Introducing the concept of a Private GPT

The important part of ChatGPT is the GPT bit which stands for Generative Pre Transformer and is the thing that trawls through and analyses data, and then generates the response to the query. With ChatGPT, this is public but for an organisation to use it on its own data, it must be private so that it can feed off the proprietary and sensitive information generated by the business.

If this is private, employees can then ask questions of the proprietary data without it being consumed into the public domain. Just think how revolutionary that would be. Instead of organisations struggling to really understand the data they hold, employees can literally ask it questions and generate answers in seconds.

The use cases for a Private GPT go way beyond asking questions of the entire data set and include greater collaboration between teams with the opportunity to jointly generate insights. They can also help evaluate results and decision support systems, and even roll out innovative consumer-facing products.

Let me explain by way of example. An online sportsbook operator could use a Private GPT to support its legal and compliance teams when entering new markets. The teams can ask questions and have the Private GPT trawl through legal and compliance documents in all markets where the operator is active and then provide insights.

These insights can then be used to prepare documents for the next jurisdictions being entered at a fraction of the time it would take to search through the data manually.
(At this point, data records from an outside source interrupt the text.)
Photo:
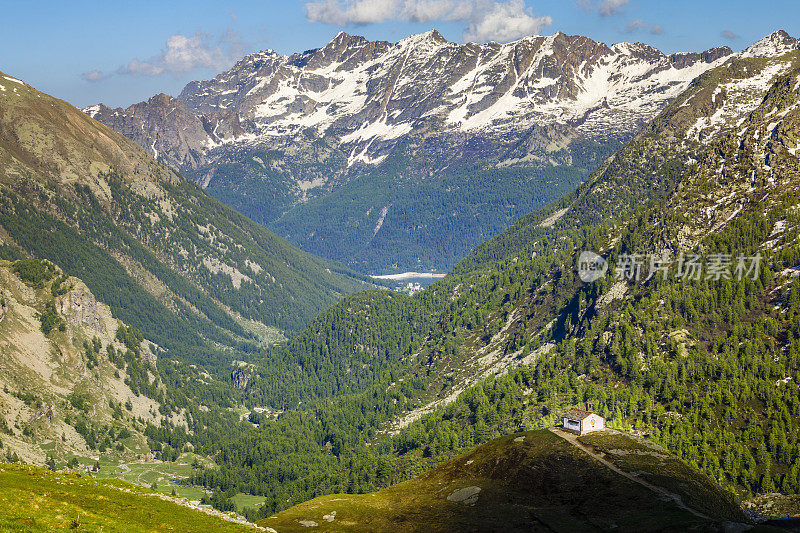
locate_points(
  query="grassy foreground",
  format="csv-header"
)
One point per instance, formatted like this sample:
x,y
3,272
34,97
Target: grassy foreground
x,y
534,481
33,500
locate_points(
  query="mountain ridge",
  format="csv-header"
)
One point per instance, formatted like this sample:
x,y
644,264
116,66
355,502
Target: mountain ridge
x,y
335,148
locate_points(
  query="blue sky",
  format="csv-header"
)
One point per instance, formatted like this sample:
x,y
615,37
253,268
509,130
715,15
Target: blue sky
x,y
120,53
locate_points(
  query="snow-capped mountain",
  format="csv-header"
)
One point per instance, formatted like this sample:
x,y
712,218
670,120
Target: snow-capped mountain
x,y
275,131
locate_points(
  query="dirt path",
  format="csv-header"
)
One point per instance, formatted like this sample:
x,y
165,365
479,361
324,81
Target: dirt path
x,y
573,439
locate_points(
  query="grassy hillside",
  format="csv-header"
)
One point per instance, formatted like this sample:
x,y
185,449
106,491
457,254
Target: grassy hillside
x,y
33,500
533,481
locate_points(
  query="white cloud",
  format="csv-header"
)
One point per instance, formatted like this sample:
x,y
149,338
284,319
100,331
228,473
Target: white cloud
x,y
506,22
182,54
485,20
611,7
94,76
728,34
637,25
186,53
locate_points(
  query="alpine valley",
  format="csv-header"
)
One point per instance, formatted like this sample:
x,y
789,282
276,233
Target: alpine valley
x,y
369,152
230,381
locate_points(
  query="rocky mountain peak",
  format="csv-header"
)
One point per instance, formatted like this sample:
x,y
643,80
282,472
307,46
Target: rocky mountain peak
x,y
776,43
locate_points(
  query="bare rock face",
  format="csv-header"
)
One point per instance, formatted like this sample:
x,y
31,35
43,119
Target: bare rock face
x,y
275,132
80,309
370,95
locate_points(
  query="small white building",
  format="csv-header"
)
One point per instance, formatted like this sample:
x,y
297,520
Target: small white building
x,y
582,422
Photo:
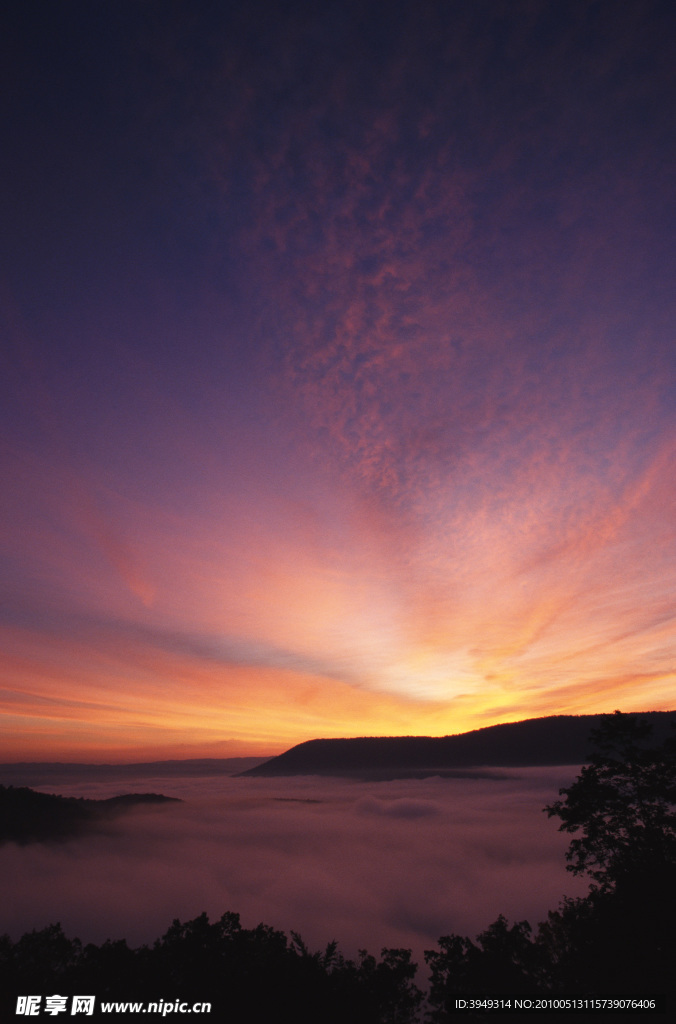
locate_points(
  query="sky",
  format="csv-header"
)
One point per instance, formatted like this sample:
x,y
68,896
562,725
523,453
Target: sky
x,y
337,374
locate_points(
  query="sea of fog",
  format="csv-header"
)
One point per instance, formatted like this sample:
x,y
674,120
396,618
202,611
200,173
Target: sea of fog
x,y
372,864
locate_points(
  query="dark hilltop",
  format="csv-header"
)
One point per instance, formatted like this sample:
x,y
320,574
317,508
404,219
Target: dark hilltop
x,y
559,739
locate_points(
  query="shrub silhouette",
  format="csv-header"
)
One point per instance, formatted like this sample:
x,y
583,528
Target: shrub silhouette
x,y
621,938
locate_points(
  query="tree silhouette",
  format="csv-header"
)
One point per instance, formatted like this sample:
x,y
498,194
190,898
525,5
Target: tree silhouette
x,y
621,938
624,806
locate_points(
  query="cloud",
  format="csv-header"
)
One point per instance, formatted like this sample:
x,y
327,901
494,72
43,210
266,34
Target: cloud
x,y
371,864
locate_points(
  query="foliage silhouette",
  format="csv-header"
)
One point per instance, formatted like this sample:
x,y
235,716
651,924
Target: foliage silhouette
x,y
621,938
247,974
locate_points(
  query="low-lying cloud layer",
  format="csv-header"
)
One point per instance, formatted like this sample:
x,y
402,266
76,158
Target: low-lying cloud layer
x,y
373,864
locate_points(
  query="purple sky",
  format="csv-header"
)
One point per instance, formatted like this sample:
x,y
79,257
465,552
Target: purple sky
x,y
337,380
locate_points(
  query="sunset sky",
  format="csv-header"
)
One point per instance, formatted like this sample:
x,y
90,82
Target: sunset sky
x,y
337,375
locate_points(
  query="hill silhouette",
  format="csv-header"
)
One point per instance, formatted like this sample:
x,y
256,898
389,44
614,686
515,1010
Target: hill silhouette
x,y
559,739
27,816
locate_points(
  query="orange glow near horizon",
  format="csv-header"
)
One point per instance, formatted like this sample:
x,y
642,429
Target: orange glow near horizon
x,y
360,420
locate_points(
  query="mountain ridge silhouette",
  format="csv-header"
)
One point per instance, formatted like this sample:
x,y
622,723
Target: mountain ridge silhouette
x,y
555,739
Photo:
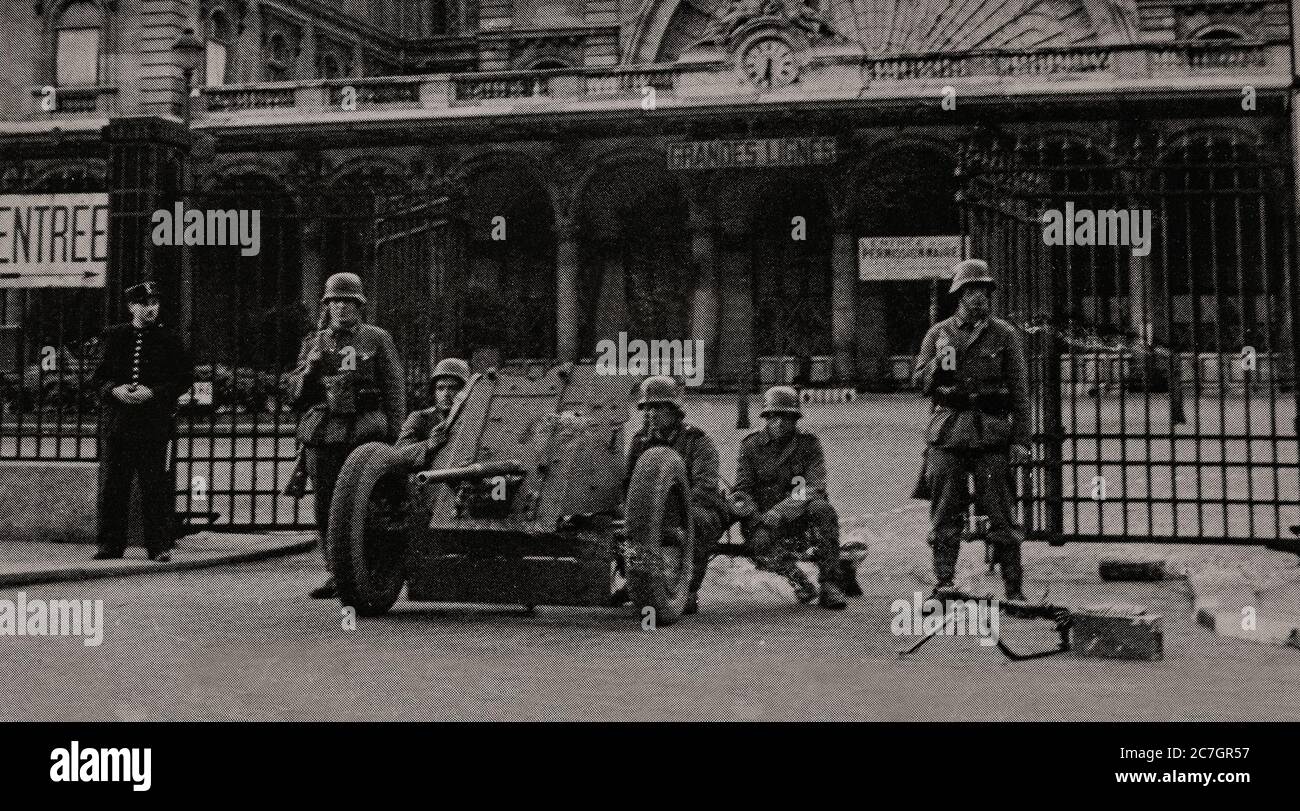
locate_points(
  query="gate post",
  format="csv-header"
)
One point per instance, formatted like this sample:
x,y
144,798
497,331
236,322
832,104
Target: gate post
x,y
146,170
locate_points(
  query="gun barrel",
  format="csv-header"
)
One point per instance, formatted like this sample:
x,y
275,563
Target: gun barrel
x,y
480,469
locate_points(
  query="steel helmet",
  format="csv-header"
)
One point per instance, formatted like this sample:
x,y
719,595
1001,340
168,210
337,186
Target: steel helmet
x,y
451,367
343,286
661,390
780,399
971,272
142,293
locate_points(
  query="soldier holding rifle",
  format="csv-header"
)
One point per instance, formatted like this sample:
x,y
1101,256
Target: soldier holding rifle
x,y
350,387
974,369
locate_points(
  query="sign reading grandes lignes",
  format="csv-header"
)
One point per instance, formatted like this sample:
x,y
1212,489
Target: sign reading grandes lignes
x,y
752,154
53,239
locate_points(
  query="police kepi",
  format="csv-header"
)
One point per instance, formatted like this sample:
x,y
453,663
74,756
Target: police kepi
x,y
143,371
350,386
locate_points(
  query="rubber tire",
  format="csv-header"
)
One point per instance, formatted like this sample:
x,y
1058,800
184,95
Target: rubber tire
x,y
350,540
658,472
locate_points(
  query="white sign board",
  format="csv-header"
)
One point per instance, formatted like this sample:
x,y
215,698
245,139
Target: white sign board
x,y
53,239
904,259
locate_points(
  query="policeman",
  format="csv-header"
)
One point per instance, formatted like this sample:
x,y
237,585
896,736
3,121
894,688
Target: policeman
x,y
973,367
666,425
781,472
143,372
425,432
350,387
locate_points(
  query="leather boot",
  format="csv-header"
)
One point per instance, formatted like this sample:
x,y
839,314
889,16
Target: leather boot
x,y
831,597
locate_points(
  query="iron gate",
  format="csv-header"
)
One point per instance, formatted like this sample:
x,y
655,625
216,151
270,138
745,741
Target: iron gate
x,y
245,313
248,315
1162,356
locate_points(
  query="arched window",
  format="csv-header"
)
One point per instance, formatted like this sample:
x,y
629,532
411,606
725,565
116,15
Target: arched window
x,y
278,57
77,43
1220,33
219,50
329,66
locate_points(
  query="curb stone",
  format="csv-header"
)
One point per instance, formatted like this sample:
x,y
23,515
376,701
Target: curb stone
x,y
125,568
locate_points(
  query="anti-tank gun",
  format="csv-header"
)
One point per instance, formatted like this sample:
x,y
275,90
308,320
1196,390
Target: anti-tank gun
x,y
521,504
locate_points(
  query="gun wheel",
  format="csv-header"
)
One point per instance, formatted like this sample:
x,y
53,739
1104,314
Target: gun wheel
x,y
661,534
367,529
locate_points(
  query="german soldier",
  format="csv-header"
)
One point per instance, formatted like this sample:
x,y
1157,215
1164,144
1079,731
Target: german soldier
x,y
973,367
350,387
666,425
780,472
425,432
143,372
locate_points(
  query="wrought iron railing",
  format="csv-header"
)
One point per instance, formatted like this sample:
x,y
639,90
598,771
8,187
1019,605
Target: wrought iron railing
x,y
1123,61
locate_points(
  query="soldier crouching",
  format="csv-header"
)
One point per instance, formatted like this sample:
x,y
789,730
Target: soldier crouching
x,y
427,430
781,473
350,387
973,365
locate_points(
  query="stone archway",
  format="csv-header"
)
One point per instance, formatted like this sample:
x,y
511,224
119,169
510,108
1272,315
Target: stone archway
x,y
247,311
636,268
506,226
791,238
908,189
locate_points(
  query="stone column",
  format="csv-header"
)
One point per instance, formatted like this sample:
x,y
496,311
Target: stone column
x,y
703,313
306,68
310,233
146,170
566,289
844,316
736,286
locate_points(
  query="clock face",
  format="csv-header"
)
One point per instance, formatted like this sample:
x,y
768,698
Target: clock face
x,y
770,63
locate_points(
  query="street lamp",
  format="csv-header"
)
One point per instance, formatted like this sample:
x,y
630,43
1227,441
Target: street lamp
x,y
189,56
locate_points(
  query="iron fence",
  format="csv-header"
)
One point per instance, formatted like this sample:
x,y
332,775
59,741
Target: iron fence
x,y
1162,361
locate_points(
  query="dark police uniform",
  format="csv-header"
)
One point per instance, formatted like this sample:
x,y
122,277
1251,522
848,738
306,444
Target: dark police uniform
x,y
709,507
354,395
982,408
135,436
766,471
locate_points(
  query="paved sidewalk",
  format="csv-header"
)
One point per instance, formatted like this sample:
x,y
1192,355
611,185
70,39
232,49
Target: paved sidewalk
x,y
25,563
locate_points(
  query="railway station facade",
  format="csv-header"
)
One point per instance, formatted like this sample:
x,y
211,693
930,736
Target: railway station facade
x,y
783,181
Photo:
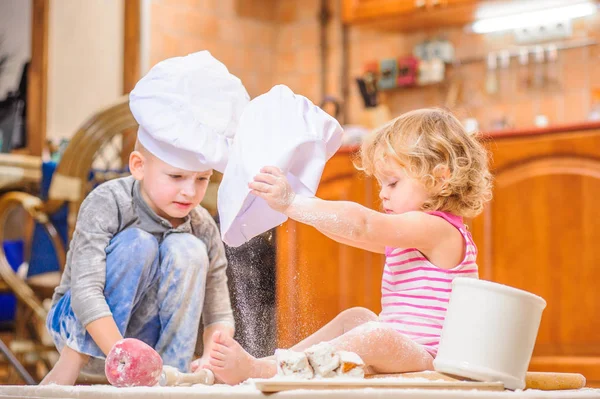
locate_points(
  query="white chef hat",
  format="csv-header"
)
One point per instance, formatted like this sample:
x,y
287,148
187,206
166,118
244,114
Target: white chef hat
x,y
188,109
282,129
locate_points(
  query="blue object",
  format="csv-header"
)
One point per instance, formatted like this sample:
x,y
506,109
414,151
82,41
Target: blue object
x,y
14,254
43,255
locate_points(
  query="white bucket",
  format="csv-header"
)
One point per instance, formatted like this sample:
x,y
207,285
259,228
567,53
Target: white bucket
x,y
489,332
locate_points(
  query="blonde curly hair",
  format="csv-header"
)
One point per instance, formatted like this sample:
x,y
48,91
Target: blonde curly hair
x,y
433,147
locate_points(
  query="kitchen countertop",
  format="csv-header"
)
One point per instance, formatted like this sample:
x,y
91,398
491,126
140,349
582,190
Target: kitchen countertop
x,y
249,392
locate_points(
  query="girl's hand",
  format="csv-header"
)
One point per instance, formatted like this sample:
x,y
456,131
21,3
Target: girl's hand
x,y
272,186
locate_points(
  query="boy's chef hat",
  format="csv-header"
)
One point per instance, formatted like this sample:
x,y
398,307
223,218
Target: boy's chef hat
x,y
188,109
282,129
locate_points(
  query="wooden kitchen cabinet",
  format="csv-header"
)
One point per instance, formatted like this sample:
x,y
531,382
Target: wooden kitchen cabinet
x,y
540,233
407,15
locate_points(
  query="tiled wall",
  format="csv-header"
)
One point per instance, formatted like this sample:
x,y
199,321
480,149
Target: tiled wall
x,y
266,42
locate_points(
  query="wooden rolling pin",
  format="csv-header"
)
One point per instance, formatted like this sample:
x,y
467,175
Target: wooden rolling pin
x,y
172,377
533,380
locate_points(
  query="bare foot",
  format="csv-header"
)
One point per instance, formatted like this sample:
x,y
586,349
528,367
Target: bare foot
x,y
67,368
231,364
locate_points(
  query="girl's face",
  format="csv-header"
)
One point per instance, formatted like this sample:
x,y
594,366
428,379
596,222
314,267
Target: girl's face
x,y
400,192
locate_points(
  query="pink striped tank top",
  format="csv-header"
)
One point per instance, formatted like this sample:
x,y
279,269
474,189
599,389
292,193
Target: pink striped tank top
x,y
415,292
On the consumer side, an online sportsbook could use a Private GPT to allow bettors to ask questions on past team performance with answers generated based on the data held by the operator. Bettors can use the answers and insights to guide their betting decisions moving forward.

Private GPTs are a thing of the now

Fujitsu has recently rolled out a Private GPT with several customers across a range of industries, including online gambling. It sits on top of the company’s data warehouse with data being properly segmented. Permission can be given to specific teams and even individuals so that different users can access different data sets.

Those using it are already seeing the value they can extract from their data skyrocket, and without any major migrations or integrations required. The way we see it, our Private GPT really is the key to unlocking data which ultimately is what allows operators and suppliers to achieve long-term sustainable success.